Detecting Manipulated Cryptocurrency Trades
Cryptocurrencies are new, volatile and unpredictable. Due to lack of regulation, market participants are subject to manipulated trades, called Pump-Dump schemes. Thus, detection of such trades are quite important for market makers and traders. In this study, we use deep and machine learning methodologies to classify and detect manipulated cryptocurrency trades on main crypto exchanges like Binance. We also compare predictive power for several models. Our contribution is three folded. First, we begin with identifying the systematic and idiosyncratic components of manipulated trades. In order to dissect systematic movements, we control for variations in Bitcoin price. Second, we look at the coin specific factors such as regime shifts in volume, price that drive the trades in the short run. Finally, unlike existing studies, we focus on more refined time frequencies and horizons.

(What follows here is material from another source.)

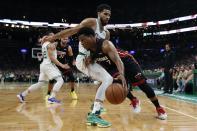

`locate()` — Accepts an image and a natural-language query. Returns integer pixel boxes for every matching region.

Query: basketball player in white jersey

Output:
[43,4,138,126]
[17,33,69,103]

Mesut is a Senior Lecturer and Course Leader at Finance at Westminster Business School. He holds PhD in Finance (Cass Business School) and MSc in Finance (University of Texas). He taught at London School of Economics (LSE) for several years. He is also founder of SNS Analytics which develops and implements algorithmic trading mostly in cryptocurrencies. Mesut is an expert and avid speaker for various topics in data science, textual/sentiment analysis, and FinTech. He has a big appetite for automation.